Although COVID-19 has a pretty low mortality rate, its main concern is the high level of infectiousness. The disease can be passed from one person to another easily, but the worse news is that it’s more contagious than scientists initially thought.
Older children can spread COVID-19 just like adults
While so many are debating about school reopenings during this period, it seems like such a measure would be more problematic than predicted. A new study from South Korea comes to shed light. The scientists involved concluded that children between the ages of 10 and 19 years old have the ability to pass the virus to others at the same rate as adults do. However, the risk of infection coming from children under the age of 10 is much lower, but still not unexistent.
Michael Osterholm, who is an infectious diseases expert at the University of Minnesota, declared:
I fear that there has been this sense that kids just won’t get infected or don’t get infected in the same way as adults and that, therefore, they’re almost like a bubbled population,
There will be transmission,
What we have to do is accept that now and include that in our plans.
The new study appears to be highly reliable.

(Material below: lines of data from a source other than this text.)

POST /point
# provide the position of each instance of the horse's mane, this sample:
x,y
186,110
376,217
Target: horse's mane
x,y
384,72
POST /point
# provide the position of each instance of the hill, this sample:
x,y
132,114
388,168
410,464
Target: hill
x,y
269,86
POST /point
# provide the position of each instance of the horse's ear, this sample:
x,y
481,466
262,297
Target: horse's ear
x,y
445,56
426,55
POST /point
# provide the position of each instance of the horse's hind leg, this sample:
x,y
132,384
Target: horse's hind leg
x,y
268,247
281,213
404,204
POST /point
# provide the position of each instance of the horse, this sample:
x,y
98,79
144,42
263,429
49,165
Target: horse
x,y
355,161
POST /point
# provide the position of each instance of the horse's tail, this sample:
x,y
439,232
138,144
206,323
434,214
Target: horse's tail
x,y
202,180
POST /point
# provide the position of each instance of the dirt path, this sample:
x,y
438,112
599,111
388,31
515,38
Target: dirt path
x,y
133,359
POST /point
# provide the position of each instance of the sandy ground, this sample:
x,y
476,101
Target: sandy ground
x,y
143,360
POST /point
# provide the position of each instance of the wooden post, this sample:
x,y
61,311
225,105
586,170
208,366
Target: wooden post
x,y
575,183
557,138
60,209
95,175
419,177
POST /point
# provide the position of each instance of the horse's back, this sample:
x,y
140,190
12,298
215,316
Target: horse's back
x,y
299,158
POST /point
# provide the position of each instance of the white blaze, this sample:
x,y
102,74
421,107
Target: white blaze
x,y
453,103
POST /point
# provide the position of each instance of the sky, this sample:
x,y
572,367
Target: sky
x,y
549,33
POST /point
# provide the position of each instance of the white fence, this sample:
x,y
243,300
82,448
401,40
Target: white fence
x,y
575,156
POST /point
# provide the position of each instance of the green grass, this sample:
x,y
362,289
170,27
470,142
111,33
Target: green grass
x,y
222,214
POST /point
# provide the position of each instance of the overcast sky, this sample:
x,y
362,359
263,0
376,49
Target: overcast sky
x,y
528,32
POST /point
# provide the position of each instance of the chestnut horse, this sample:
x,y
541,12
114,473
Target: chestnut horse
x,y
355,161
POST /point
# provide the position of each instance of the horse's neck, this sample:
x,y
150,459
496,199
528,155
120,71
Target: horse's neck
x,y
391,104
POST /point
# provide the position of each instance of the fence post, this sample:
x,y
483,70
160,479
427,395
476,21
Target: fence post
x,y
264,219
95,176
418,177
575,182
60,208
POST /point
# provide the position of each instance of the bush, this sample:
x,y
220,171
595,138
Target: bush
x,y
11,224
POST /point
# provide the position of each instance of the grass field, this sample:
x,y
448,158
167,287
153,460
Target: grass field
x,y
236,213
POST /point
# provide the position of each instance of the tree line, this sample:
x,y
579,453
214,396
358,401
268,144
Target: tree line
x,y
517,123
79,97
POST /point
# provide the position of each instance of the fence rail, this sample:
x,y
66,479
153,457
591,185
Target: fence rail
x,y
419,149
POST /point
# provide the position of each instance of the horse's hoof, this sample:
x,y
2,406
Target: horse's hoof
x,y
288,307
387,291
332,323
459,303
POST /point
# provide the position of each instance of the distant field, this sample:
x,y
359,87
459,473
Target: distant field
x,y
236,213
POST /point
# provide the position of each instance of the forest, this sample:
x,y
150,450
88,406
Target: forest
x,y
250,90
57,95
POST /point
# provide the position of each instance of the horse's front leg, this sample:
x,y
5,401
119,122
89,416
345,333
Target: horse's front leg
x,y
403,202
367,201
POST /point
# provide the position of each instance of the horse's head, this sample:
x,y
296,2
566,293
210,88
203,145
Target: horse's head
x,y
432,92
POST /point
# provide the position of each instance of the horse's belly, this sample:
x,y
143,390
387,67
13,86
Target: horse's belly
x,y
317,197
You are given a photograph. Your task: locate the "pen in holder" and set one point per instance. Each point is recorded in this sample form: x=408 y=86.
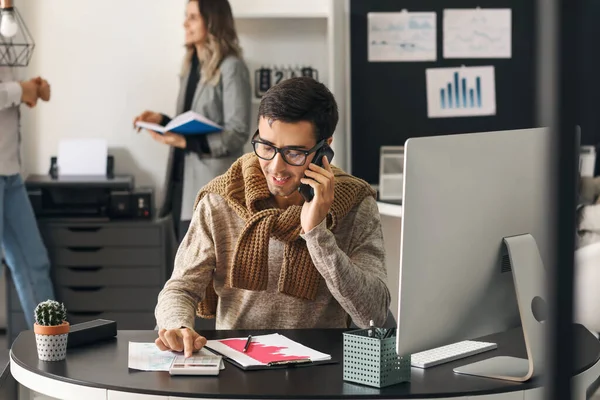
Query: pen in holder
x=370 y=358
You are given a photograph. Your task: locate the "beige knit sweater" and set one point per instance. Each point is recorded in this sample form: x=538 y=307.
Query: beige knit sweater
x=350 y=259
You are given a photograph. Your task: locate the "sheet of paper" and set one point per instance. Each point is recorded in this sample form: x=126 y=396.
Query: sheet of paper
x=264 y=349
x=460 y=92
x=402 y=36
x=478 y=33
x=82 y=157
x=147 y=357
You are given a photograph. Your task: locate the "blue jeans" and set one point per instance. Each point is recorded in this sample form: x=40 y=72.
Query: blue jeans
x=23 y=247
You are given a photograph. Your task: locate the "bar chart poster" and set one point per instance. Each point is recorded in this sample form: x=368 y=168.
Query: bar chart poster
x=460 y=92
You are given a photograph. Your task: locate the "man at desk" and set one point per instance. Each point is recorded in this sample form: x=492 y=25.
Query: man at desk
x=258 y=256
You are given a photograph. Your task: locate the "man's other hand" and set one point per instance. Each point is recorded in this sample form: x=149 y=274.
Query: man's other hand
x=183 y=339
x=30 y=92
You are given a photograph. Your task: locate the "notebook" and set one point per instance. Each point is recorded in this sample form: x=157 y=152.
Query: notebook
x=267 y=351
x=188 y=123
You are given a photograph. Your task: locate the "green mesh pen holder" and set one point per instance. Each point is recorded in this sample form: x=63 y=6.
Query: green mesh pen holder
x=372 y=361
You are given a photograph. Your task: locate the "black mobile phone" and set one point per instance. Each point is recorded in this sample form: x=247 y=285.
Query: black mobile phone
x=306 y=190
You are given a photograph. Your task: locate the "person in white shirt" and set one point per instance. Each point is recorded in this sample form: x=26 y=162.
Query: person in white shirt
x=24 y=250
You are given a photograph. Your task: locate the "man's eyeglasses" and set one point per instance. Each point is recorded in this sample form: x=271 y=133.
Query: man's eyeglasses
x=292 y=156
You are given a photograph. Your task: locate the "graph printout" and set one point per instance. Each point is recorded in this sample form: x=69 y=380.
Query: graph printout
x=402 y=36
x=478 y=33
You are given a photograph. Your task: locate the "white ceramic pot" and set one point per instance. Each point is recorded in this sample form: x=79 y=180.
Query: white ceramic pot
x=51 y=341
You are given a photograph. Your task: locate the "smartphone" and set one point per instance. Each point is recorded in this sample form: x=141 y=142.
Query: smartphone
x=306 y=190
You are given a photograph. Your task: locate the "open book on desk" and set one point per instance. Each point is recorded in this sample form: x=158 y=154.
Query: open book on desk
x=188 y=123
x=267 y=352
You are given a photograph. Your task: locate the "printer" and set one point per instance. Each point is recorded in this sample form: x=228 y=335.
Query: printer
x=105 y=197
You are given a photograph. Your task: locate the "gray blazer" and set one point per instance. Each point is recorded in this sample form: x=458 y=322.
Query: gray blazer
x=228 y=104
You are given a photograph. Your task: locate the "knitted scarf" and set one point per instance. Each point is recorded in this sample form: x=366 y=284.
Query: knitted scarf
x=245 y=190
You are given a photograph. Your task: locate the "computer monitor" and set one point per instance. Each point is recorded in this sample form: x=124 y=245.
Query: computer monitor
x=464 y=194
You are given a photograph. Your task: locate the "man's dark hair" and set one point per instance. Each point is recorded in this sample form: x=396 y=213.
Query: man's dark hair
x=301 y=99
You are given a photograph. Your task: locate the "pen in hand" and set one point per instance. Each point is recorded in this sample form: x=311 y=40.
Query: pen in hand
x=247 y=345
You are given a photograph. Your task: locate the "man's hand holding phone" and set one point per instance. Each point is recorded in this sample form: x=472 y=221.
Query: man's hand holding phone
x=183 y=339
x=322 y=180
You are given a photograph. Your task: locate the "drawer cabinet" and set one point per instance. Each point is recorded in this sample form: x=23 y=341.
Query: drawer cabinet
x=111 y=270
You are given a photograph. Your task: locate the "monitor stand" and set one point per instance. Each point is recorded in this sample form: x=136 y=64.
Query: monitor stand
x=529 y=279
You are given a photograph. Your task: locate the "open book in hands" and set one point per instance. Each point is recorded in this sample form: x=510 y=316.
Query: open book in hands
x=188 y=123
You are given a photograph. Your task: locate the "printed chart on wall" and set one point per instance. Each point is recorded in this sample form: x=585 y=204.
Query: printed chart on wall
x=402 y=36
x=478 y=33
x=460 y=92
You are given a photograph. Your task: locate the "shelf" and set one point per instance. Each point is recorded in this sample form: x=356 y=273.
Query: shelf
x=271 y=15
x=278 y=9
x=392 y=210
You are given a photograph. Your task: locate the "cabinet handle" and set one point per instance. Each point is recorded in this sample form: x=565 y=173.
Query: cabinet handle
x=85 y=313
x=85 y=288
x=84 y=228
x=86 y=269
x=89 y=249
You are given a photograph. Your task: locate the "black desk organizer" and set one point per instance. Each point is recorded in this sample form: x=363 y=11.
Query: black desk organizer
x=373 y=361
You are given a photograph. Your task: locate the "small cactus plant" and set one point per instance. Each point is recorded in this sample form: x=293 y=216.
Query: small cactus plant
x=50 y=313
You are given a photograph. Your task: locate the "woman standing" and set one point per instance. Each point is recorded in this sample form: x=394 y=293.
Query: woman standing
x=214 y=83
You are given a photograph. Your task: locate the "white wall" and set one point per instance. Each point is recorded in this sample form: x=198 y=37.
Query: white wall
x=106 y=62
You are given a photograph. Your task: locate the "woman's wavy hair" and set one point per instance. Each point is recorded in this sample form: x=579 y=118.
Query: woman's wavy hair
x=221 y=39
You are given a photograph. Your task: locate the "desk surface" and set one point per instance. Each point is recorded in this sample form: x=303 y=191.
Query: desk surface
x=104 y=366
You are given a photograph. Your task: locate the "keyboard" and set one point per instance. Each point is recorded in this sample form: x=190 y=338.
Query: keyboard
x=451 y=352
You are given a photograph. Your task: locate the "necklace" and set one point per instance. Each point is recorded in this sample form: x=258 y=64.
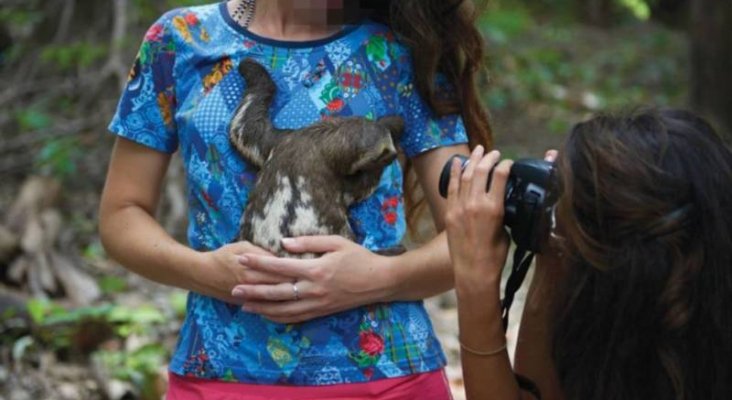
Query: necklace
x=244 y=12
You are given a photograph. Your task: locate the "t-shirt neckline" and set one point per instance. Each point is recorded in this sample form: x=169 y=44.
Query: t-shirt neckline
x=224 y=11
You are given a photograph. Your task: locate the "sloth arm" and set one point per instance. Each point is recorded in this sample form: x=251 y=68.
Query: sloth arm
x=131 y=235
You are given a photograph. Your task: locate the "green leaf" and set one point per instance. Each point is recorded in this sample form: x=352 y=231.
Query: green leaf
x=112 y=284
x=33 y=119
x=21 y=346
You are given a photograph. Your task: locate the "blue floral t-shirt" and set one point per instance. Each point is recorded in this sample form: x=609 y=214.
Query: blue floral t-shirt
x=183 y=90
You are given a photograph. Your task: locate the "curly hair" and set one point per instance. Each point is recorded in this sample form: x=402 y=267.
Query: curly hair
x=647 y=213
x=444 y=41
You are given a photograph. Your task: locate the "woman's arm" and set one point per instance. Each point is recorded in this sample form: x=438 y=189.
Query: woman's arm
x=478 y=249
x=131 y=235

South Korean researchers identified 5,706 people that reported COVID-19 symptoms between Jan. 20 and March 27. The scientists further traced 59,073 contacts of the “index cases.” The next step was to test all of the household contacts for each patient, and only symptomatic contacts outside the household were tested.
The main ways of being protected from the COVID-19 disease remain the basic ones: frequently washing our hands, avoid people who cough or sneeze, and respecting social distancing.